Federal unemployment paper checks have started reaching mailboxes, but the ongoing COVID-19 lockdown has presented a new set of challenges for those who can't cash them.
Ann Chang, one of Guam's 36,000-plus displaced workers, was "relieved" to finally get her first Pandemic Unemployment Assistance paper check.
"But I wasn't able to find a place to cash my check due to it being a big amount," she told The Guam Daily Post on Tuesday.
There are others like her who now have to wait until the lockdown is over so that banks can reopen their face-to-face services.
Gov. Lou Leon Guerrero's lockdown order placed businesses, including banks, on temporary closures at least until Friday afternoon. This was to help prevent the further spread of COVID-19 after recent increases in deaths, hospitalizations and positive cases.
Some Guam retail establishments do cash checks, but only up to a certain amount.
Those who received their first PUA checks would see large amounts because they're the sum of benefits from the start of their displacement from work, until the date of their initial claims filing, which could be as early as May 30.
Even non-bank businesses that allow bigger check cashing are currently closed because of the COVID-19 lockdown.
"I'm just hoping the lockdown would be over," Chang said.
Despite this hiccup, Chang is thankful she finally got the help she needs.
"It was really hard trying to live off of paycheck after paycheck, especially with the bills piling up," she said. "I was relieved the minute I knew I got my check but the biggest problem after, was trying to cash."
'It's really helped a lot'
On Monday night, Those who opted to receive their PUA payments through direct bank deposits started receiving their benefits, part of the $36.9 million batch that Guam Labor Director David Dell'Isola announced earlier.
"He's so happy," Angela Charley said, when her husband found out that his very first PUA payment is now in his bank account. "He said he's going to get a car for work and our kids."
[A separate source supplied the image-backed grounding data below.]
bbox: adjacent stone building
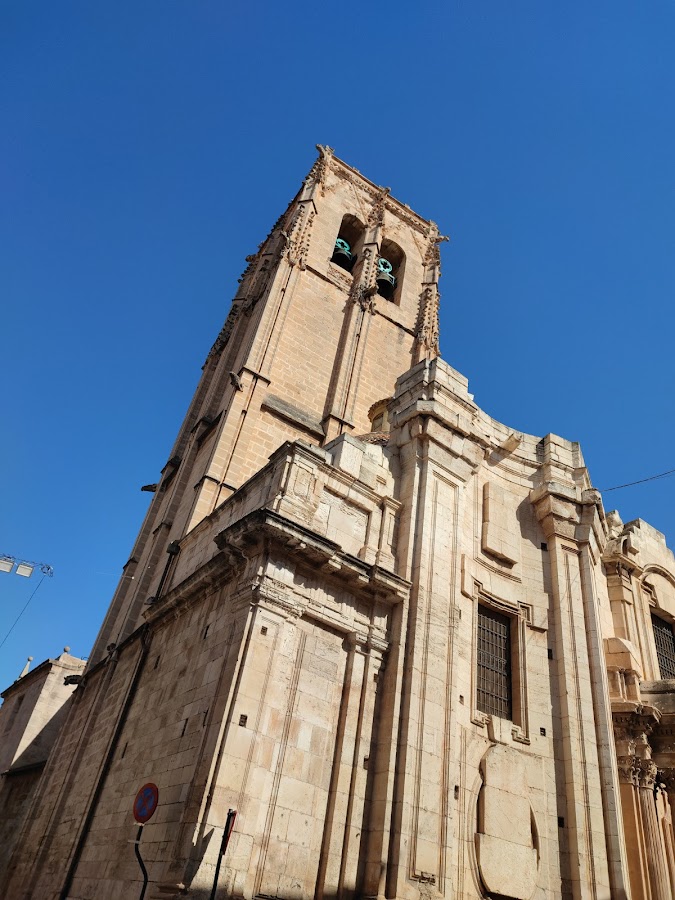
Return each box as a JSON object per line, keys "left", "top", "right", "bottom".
{"left": 3, "top": 147, "right": 675, "bottom": 899}
{"left": 0, "top": 650, "right": 85, "bottom": 878}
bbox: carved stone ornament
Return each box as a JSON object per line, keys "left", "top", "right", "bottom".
{"left": 613, "top": 709, "right": 658, "bottom": 746}
{"left": 241, "top": 257, "right": 274, "bottom": 315}
{"left": 284, "top": 204, "right": 315, "bottom": 268}
{"left": 238, "top": 251, "right": 259, "bottom": 286}
{"left": 652, "top": 724, "right": 675, "bottom": 758}
{"left": 206, "top": 304, "right": 241, "bottom": 362}
{"left": 367, "top": 187, "right": 390, "bottom": 229}
{"left": 351, "top": 282, "right": 377, "bottom": 313}
{"left": 358, "top": 245, "right": 377, "bottom": 290}
{"left": 423, "top": 221, "right": 449, "bottom": 271}
{"left": 253, "top": 574, "right": 304, "bottom": 619}
{"left": 658, "top": 767, "right": 675, "bottom": 794}
{"left": 414, "top": 285, "right": 440, "bottom": 358}
{"left": 305, "top": 144, "right": 334, "bottom": 194}
{"left": 617, "top": 755, "right": 641, "bottom": 786}
{"left": 349, "top": 245, "right": 377, "bottom": 312}
{"left": 637, "top": 757, "right": 659, "bottom": 790}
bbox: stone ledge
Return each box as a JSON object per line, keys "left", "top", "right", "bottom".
{"left": 216, "top": 508, "right": 410, "bottom": 604}
{"left": 145, "top": 505, "right": 410, "bottom": 627}
{"left": 261, "top": 394, "right": 325, "bottom": 439}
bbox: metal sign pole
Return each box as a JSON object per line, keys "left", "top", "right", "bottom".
{"left": 133, "top": 824, "right": 149, "bottom": 900}
{"left": 209, "top": 809, "right": 237, "bottom": 900}
{"left": 131, "top": 782, "right": 158, "bottom": 900}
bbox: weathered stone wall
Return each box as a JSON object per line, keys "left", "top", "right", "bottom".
{"left": 2, "top": 435, "right": 407, "bottom": 900}
{"left": 0, "top": 767, "right": 43, "bottom": 877}
{"left": 380, "top": 358, "right": 628, "bottom": 900}
{"left": 3, "top": 643, "right": 142, "bottom": 899}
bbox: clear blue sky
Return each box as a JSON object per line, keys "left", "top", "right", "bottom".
{"left": 1, "top": 2, "right": 674, "bottom": 689}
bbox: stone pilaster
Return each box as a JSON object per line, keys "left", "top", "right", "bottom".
{"left": 531, "top": 445, "right": 629, "bottom": 900}
{"left": 385, "top": 360, "right": 481, "bottom": 900}
{"left": 321, "top": 189, "right": 386, "bottom": 441}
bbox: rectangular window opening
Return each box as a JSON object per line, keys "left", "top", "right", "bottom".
{"left": 476, "top": 605, "right": 512, "bottom": 720}
{"left": 652, "top": 614, "right": 675, "bottom": 679}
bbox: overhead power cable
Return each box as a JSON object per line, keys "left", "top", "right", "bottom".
{"left": 599, "top": 467, "right": 675, "bottom": 493}
{"left": 0, "top": 573, "right": 48, "bottom": 652}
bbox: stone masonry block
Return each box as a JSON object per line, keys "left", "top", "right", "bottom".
{"left": 479, "top": 785, "right": 532, "bottom": 847}
{"left": 482, "top": 480, "right": 521, "bottom": 566}
{"left": 476, "top": 833, "right": 538, "bottom": 900}
{"left": 328, "top": 434, "right": 365, "bottom": 478}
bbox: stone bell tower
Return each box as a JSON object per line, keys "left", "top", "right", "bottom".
{"left": 5, "top": 147, "right": 654, "bottom": 900}
{"left": 89, "top": 145, "right": 446, "bottom": 664}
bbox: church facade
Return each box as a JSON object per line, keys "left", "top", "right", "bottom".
{"left": 3, "top": 147, "right": 675, "bottom": 900}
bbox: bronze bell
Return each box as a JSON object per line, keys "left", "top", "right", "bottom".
{"left": 331, "top": 237, "right": 355, "bottom": 271}
{"left": 376, "top": 257, "right": 396, "bottom": 299}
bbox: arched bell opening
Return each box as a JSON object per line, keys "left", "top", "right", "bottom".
{"left": 330, "top": 214, "right": 364, "bottom": 273}
{"left": 376, "top": 239, "right": 405, "bottom": 303}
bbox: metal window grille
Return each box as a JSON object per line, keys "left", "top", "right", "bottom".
{"left": 476, "top": 605, "right": 512, "bottom": 719}
{"left": 652, "top": 614, "right": 675, "bottom": 679}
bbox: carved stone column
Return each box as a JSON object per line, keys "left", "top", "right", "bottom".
{"left": 655, "top": 771, "right": 675, "bottom": 898}
{"left": 650, "top": 721, "right": 675, "bottom": 898}
{"left": 613, "top": 708, "right": 670, "bottom": 900}
{"left": 616, "top": 750, "right": 649, "bottom": 900}
{"left": 637, "top": 759, "right": 671, "bottom": 900}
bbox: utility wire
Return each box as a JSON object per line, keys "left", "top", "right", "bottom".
{"left": 0, "top": 573, "right": 48, "bottom": 652}
{"left": 0, "top": 466, "right": 670, "bottom": 651}
{"left": 600, "top": 467, "right": 675, "bottom": 493}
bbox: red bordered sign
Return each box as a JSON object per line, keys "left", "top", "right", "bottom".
{"left": 133, "top": 783, "right": 159, "bottom": 824}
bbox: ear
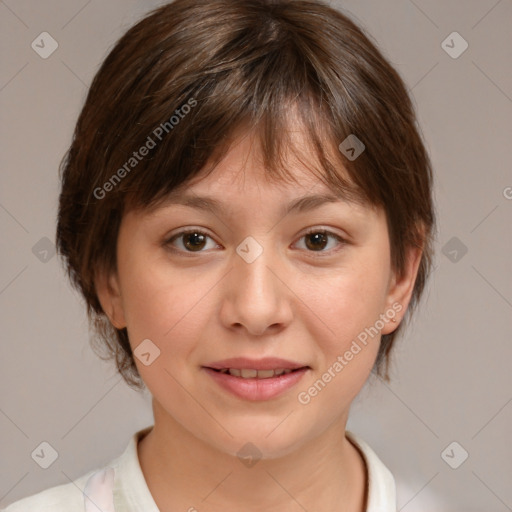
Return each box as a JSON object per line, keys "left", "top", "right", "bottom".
{"left": 381, "top": 242, "right": 424, "bottom": 335}
{"left": 94, "top": 268, "right": 127, "bottom": 329}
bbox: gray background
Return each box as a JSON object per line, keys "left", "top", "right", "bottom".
{"left": 1, "top": 0, "right": 511, "bottom": 510}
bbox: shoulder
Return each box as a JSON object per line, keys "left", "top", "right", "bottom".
{"left": 2, "top": 426, "right": 152, "bottom": 512}
{"left": 1, "top": 470, "right": 96, "bottom": 512}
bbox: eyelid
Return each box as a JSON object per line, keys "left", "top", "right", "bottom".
{"left": 299, "top": 226, "right": 348, "bottom": 240}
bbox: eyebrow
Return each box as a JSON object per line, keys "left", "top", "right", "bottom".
{"left": 160, "top": 192, "right": 356, "bottom": 216}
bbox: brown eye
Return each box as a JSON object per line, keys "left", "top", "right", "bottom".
{"left": 304, "top": 232, "right": 329, "bottom": 251}
{"left": 296, "top": 229, "right": 345, "bottom": 254}
{"left": 167, "top": 230, "right": 217, "bottom": 253}
{"left": 182, "top": 232, "right": 207, "bottom": 251}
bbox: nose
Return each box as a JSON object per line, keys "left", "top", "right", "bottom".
{"left": 219, "top": 241, "right": 293, "bottom": 337}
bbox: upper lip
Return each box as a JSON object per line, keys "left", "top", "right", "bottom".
{"left": 204, "top": 357, "right": 309, "bottom": 371}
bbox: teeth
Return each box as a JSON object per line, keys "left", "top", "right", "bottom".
{"left": 220, "top": 368, "right": 298, "bottom": 378}
{"left": 240, "top": 369, "right": 258, "bottom": 378}
{"left": 256, "top": 369, "right": 275, "bottom": 378}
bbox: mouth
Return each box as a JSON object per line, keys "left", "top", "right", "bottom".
{"left": 202, "top": 357, "right": 310, "bottom": 401}
{"left": 207, "top": 367, "right": 307, "bottom": 379}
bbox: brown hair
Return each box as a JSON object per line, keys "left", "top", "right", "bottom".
{"left": 56, "top": 0, "right": 436, "bottom": 390}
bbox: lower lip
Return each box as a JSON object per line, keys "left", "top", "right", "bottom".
{"left": 203, "top": 367, "right": 309, "bottom": 401}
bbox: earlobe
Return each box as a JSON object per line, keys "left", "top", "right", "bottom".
{"left": 94, "top": 269, "right": 127, "bottom": 329}
{"left": 381, "top": 244, "right": 423, "bottom": 335}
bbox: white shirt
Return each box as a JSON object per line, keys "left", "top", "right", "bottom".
{"left": 2, "top": 426, "right": 396, "bottom": 511}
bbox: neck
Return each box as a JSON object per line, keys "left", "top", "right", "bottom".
{"left": 138, "top": 401, "right": 367, "bottom": 512}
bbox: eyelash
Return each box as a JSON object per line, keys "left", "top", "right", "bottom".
{"left": 164, "top": 227, "right": 347, "bottom": 257}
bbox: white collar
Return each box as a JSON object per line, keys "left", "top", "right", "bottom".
{"left": 346, "top": 430, "right": 397, "bottom": 511}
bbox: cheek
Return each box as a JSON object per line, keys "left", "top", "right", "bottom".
{"left": 121, "top": 276, "right": 172, "bottom": 344}
{"left": 294, "top": 250, "right": 391, "bottom": 411}
{"left": 307, "top": 254, "right": 391, "bottom": 352}
{"left": 119, "top": 274, "right": 197, "bottom": 398}
{"left": 294, "top": 269, "right": 388, "bottom": 422}
{"left": 118, "top": 256, "right": 215, "bottom": 371}
{"left": 115, "top": 253, "right": 167, "bottom": 350}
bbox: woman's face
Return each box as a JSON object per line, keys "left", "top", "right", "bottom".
{"left": 97, "top": 128, "right": 420, "bottom": 458}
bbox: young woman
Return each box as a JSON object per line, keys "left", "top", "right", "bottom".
{"left": 3, "top": 0, "right": 435, "bottom": 510}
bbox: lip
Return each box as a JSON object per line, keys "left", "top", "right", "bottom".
{"left": 203, "top": 357, "right": 310, "bottom": 401}
{"left": 205, "top": 357, "right": 307, "bottom": 371}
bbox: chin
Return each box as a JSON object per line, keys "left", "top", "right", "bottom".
{"left": 204, "top": 421, "right": 310, "bottom": 461}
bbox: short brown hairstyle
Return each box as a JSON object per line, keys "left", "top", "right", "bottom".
{"left": 56, "top": 0, "right": 436, "bottom": 390}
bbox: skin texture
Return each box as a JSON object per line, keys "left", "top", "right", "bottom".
{"left": 96, "top": 125, "right": 422, "bottom": 511}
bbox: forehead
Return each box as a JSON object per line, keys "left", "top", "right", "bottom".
{"left": 156, "top": 127, "right": 368, "bottom": 212}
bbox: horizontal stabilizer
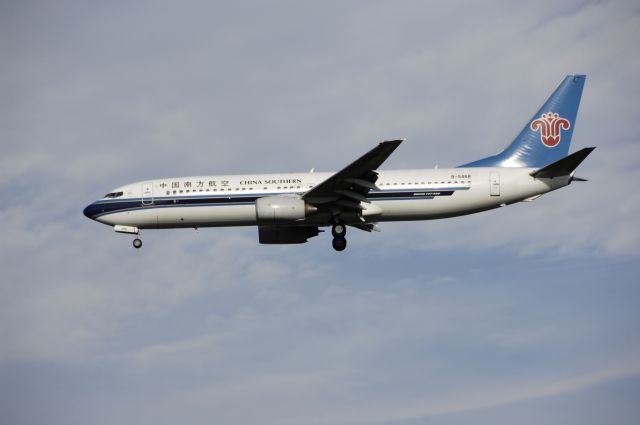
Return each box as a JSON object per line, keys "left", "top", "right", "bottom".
{"left": 531, "top": 147, "right": 595, "bottom": 178}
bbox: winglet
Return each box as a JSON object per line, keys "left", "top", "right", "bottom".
{"left": 530, "top": 147, "right": 595, "bottom": 178}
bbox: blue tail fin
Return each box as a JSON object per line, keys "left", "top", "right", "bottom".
{"left": 461, "top": 75, "right": 585, "bottom": 168}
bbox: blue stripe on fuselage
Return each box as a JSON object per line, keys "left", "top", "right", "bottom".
{"left": 84, "top": 187, "right": 469, "bottom": 219}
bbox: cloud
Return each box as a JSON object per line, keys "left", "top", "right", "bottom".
{"left": 1, "top": 1, "right": 639, "bottom": 424}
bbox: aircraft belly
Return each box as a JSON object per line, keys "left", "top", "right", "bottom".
{"left": 374, "top": 188, "right": 498, "bottom": 221}
{"left": 155, "top": 205, "right": 257, "bottom": 228}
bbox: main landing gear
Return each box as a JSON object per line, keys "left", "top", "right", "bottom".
{"left": 133, "top": 238, "right": 142, "bottom": 249}
{"left": 331, "top": 222, "right": 347, "bottom": 251}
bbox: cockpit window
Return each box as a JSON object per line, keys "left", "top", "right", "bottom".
{"left": 104, "top": 191, "right": 123, "bottom": 199}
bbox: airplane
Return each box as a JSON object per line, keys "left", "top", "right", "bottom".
{"left": 83, "top": 75, "right": 594, "bottom": 252}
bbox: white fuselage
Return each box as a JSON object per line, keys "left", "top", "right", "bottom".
{"left": 87, "top": 167, "right": 568, "bottom": 229}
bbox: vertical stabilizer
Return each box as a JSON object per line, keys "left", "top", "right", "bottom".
{"left": 461, "top": 75, "right": 585, "bottom": 168}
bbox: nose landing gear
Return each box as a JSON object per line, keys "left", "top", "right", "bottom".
{"left": 133, "top": 238, "right": 142, "bottom": 249}
{"left": 331, "top": 221, "right": 347, "bottom": 251}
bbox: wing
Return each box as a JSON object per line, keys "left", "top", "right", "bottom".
{"left": 303, "top": 139, "right": 403, "bottom": 216}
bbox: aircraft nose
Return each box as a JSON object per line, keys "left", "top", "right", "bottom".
{"left": 83, "top": 202, "right": 96, "bottom": 219}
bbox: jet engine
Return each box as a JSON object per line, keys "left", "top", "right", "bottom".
{"left": 255, "top": 196, "right": 317, "bottom": 223}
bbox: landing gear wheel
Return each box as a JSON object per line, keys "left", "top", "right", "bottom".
{"left": 332, "top": 223, "right": 346, "bottom": 238}
{"left": 133, "top": 238, "right": 142, "bottom": 249}
{"left": 332, "top": 237, "right": 347, "bottom": 252}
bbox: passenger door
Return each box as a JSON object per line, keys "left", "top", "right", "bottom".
{"left": 141, "top": 182, "right": 154, "bottom": 206}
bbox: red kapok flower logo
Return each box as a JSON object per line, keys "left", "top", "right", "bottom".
{"left": 530, "top": 112, "right": 571, "bottom": 148}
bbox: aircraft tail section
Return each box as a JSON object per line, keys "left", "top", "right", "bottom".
{"left": 461, "top": 75, "right": 585, "bottom": 168}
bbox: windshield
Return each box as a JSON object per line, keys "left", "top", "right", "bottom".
{"left": 104, "top": 191, "right": 124, "bottom": 199}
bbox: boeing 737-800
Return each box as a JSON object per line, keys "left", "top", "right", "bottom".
{"left": 84, "top": 75, "right": 594, "bottom": 251}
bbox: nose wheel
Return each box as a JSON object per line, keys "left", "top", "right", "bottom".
{"left": 133, "top": 238, "right": 142, "bottom": 249}
{"left": 331, "top": 221, "right": 347, "bottom": 251}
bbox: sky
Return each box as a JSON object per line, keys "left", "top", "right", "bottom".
{"left": 1, "top": 0, "right": 639, "bottom": 424}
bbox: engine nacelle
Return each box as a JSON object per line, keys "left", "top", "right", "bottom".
{"left": 258, "top": 225, "right": 320, "bottom": 244}
{"left": 255, "top": 196, "right": 316, "bottom": 223}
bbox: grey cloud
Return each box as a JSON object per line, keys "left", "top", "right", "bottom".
{"left": 1, "top": 1, "right": 640, "bottom": 424}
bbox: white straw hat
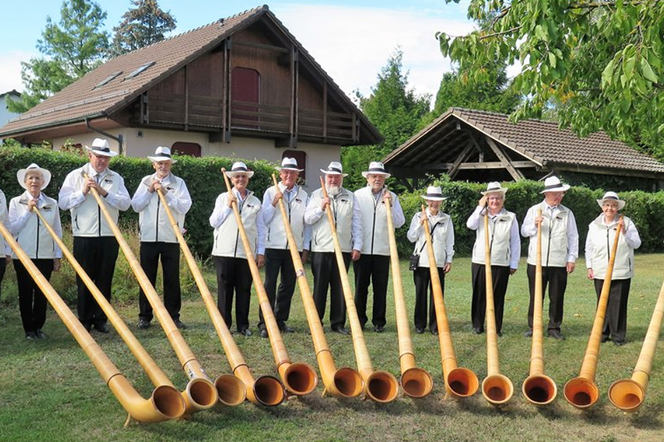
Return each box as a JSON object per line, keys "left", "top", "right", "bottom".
{"left": 276, "top": 157, "right": 303, "bottom": 172}
{"left": 85, "top": 138, "right": 117, "bottom": 157}
{"left": 421, "top": 186, "right": 446, "bottom": 201}
{"left": 320, "top": 161, "right": 348, "bottom": 176}
{"left": 481, "top": 181, "right": 508, "bottom": 195}
{"left": 361, "top": 161, "right": 391, "bottom": 178}
{"left": 17, "top": 163, "right": 51, "bottom": 190}
{"left": 597, "top": 191, "right": 625, "bottom": 210}
{"left": 540, "top": 176, "right": 570, "bottom": 193}
{"left": 225, "top": 161, "right": 254, "bottom": 178}
{"left": 148, "top": 146, "right": 177, "bottom": 163}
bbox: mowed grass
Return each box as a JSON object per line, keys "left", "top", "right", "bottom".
{"left": 1, "top": 253, "right": 664, "bottom": 442}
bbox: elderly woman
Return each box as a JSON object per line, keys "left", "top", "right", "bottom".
{"left": 7, "top": 164, "right": 62, "bottom": 339}
{"left": 466, "top": 182, "right": 520, "bottom": 336}
{"left": 406, "top": 186, "right": 454, "bottom": 335}
{"left": 210, "top": 162, "right": 265, "bottom": 336}
{"left": 585, "top": 191, "right": 641, "bottom": 346}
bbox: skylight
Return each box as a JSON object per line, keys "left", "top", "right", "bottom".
{"left": 93, "top": 71, "right": 122, "bottom": 89}
{"left": 124, "top": 62, "right": 156, "bottom": 80}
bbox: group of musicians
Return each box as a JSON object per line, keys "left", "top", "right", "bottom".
{"left": 0, "top": 139, "right": 641, "bottom": 348}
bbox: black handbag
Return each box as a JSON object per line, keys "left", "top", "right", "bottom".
{"left": 408, "top": 253, "right": 420, "bottom": 271}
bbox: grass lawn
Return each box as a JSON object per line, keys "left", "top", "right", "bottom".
{"left": 1, "top": 254, "right": 663, "bottom": 442}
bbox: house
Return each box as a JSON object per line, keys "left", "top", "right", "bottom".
{"left": 0, "top": 90, "right": 21, "bottom": 145}
{"left": 383, "top": 108, "right": 664, "bottom": 190}
{"left": 0, "top": 5, "right": 381, "bottom": 191}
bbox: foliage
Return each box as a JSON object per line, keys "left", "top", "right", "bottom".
{"left": 437, "top": 0, "right": 664, "bottom": 158}
{"left": 110, "top": 0, "right": 177, "bottom": 57}
{"left": 8, "top": 0, "right": 109, "bottom": 113}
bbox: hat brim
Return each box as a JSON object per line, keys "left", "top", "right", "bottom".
{"left": 320, "top": 168, "right": 348, "bottom": 176}
{"left": 481, "top": 188, "right": 508, "bottom": 196}
{"left": 276, "top": 166, "right": 303, "bottom": 172}
{"left": 362, "top": 171, "right": 391, "bottom": 178}
{"left": 85, "top": 145, "right": 117, "bottom": 157}
{"left": 421, "top": 195, "right": 446, "bottom": 201}
{"left": 148, "top": 155, "right": 177, "bottom": 163}
{"left": 540, "top": 184, "right": 570, "bottom": 193}
{"left": 225, "top": 170, "right": 254, "bottom": 178}
{"left": 597, "top": 199, "right": 625, "bottom": 210}
{"left": 17, "top": 167, "right": 51, "bottom": 190}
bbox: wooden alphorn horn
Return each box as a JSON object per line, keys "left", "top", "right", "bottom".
{"left": 609, "top": 273, "right": 664, "bottom": 411}
{"left": 269, "top": 174, "right": 363, "bottom": 398}
{"left": 32, "top": 207, "right": 187, "bottom": 419}
{"left": 0, "top": 221, "right": 184, "bottom": 423}
{"left": 420, "top": 205, "right": 478, "bottom": 399}
{"left": 155, "top": 189, "right": 285, "bottom": 406}
{"left": 522, "top": 209, "right": 557, "bottom": 405}
{"left": 221, "top": 168, "right": 318, "bottom": 396}
{"left": 83, "top": 174, "right": 232, "bottom": 414}
{"left": 564, "top": 215, "right": 623, "bottom": 409}
{"left": 384, "top": 193, "right": 433, "bottom": 398}
{"left": 482, "top": 211, "right": 514, "bottom": 406}
{"left": 318, "top": 180, "right": 399, "bottom": 403}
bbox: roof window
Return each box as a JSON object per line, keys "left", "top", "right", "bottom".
{"left": 124, "top": 62, "right": 155, "bottom": 80}
{"left": 93, "top": 71, "right": 122, "bottom": 89}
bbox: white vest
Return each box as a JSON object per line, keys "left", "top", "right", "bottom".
{"left": 0, "top": 189, "right": 7, "bottom": 254}
{"left": 264, "top": 184, "right": 308, "bottom": 251}
{"left": 472, "top": 211, "right": 516, "bottom": 266}
{"left": 526, "top": 202, "right": 571, "bottom": 267}
{"left": 411, "top": 211, "right": 452, "bottom": 268}
{"left": 309, "top": 187, "right": 355, "bottom": 253}
{"left": 587, "top": 215, "right": 635, "bottom": 280}
{"left": 211, "top": 192, "right": 262, "bottom": 259}
{"left": 136, "top": 174, "right": 188, "bottom": 243}
{"left": 355, "top": 187, "right": 397, "bottom": 256}
{"left": 9, "top": 192, "right": 61, "bottom": 259}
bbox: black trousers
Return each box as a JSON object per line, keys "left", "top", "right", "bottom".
{"left": 471, "top": 263, "right": 510, "bottom": 333}
{"left": 594, "top": 278, "right": 631, "bottom": 343}
{"left": 138, "top": 242, "right": 181, "bottom": 322}
{"left": 259, "top": 248, "right": 296, "bottom": 330}
{"left": 215, "top": 256, "right": 251, "bottom": 331}
{"left": 74, "top": 236, "right": 119, "bottom": 328}
{"left": 0, "top": 257, "right": 5, "bottom": 312}
{"left": 353, "top": 254, "right": 390, "bottom": 328}
{"left": 413, "top": 266, "right": 445, "bottom": 332}
{"left": 312, "top": 251, "right": 350, "bottom": 329}
{"left": 14, "top": 258, "right": 53, "bottom": 334}
{"left": 527, "top": 264, "right": 567, "bottom": 332}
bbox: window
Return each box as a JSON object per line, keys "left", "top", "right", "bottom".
{"left": 232, "top": 67, "right": 260, "bottom": 127}
{"left": 124, "top": 62, "right": 156, "bottom": 80}
{"left": 94, "top": 71, "right": 122, "bottom": 89}
{"left": 283, "top": 150, "right": 306, "bottom": 182}
{"left": 171, "top": 142, "right": 201, "bottom": 157}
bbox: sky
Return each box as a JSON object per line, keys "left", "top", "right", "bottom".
{"left": 0, "top": 0, "right": 475, "bottom": 101}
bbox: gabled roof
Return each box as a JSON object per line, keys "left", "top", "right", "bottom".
{"left": 384, "top": 107, "right": 664, "bottom": 175}
{"left": 0, "top": 4, "right": 380, "bottom": 143}
{"left": 0, "top": 90, "right": 21, "bottom": 99}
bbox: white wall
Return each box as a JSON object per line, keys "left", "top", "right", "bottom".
{"left": 0, "top": 93, "right": 21, "bottom": 145}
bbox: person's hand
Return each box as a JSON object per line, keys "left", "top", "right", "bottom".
{"left": 351, "top": 250, "right": 361, "bottom": 261}
{"left": 587, "top": 268, "right": 594, "bottom": 280}
{"left": 256, "top": 254, "right": 265, "bottom": 268}
{"left": 149, "top": 180, "right": 163, "bottom": 193}
{"left": 382, "top": 192, "right": 392, "bottom": 204}
{"left": 53, "top": 258, "right": 61, "bottom": 272}
{"left": 567, "top": 262, "right": 576, "bottom": 274}
{"left": 443, "top": 262, "right": 452, "bottom": 273}
{"left": 227, "top": 193, "right": 237, "bottom": 208}
{"left": 27, "top": 199, "right": 38, "bottom": 212}
{"left": 320, "top": 196, "right": 330, "bottom": 211}
{"left": 272, "top": 189, "right": 283, "bottom": 207}
{"left": 534, "top": 214, "right": 544, "bottom": 227}
{"left": 301, "top": 249, "right": 310, "bottom": 264}
{"left": 479, "top": 195, "right": 488, "bottom": 207}
{"left": 84, "top": 178, "right": 108, "bottom": 197}
{"left": 509, "top": 268, "right": 517, "bottom": 275}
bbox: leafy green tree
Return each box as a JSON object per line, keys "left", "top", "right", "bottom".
{"left": 8, "top": 0, "right": 109, "bottom": 113}
{"left": 111, "top": 0, "right": 177, "bottom": 56}
{"left": 437, "top": 0, "right": 664, "bottom": 158}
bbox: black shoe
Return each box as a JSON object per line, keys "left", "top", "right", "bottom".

Her husband's paycheck has been drastically reduced – from the regular five-day workweek to only about two days a week.
"It's really helped a lot," Charley said, of the unemployment benefits.
She was furloughed from March to the first week of August, and just recently got called back to work but for only two days a week, too.
"It can be two days this week, and the following, no (work)," she said.
Some 30,000 displaced workers have so far received their unemployment benefits through the Guam Department of Labor, Dell'Isola said.
As of Tuesday, 2,054 Guam employers reported that 36,346 workers have been laid off, furloughed or got work hour reductions as a direct result of the COVID-10 pandemic.
Unemployment claims filed, meanwhile, are nearly reaching 50,000, inclusive of claims filed by self-employed individuals as well as flagged fraudulent claims mostly from outside Guam. As of Tuesday, the initial claims filed were at 49,989, according to Labor special projects coordinator Hannah Cho.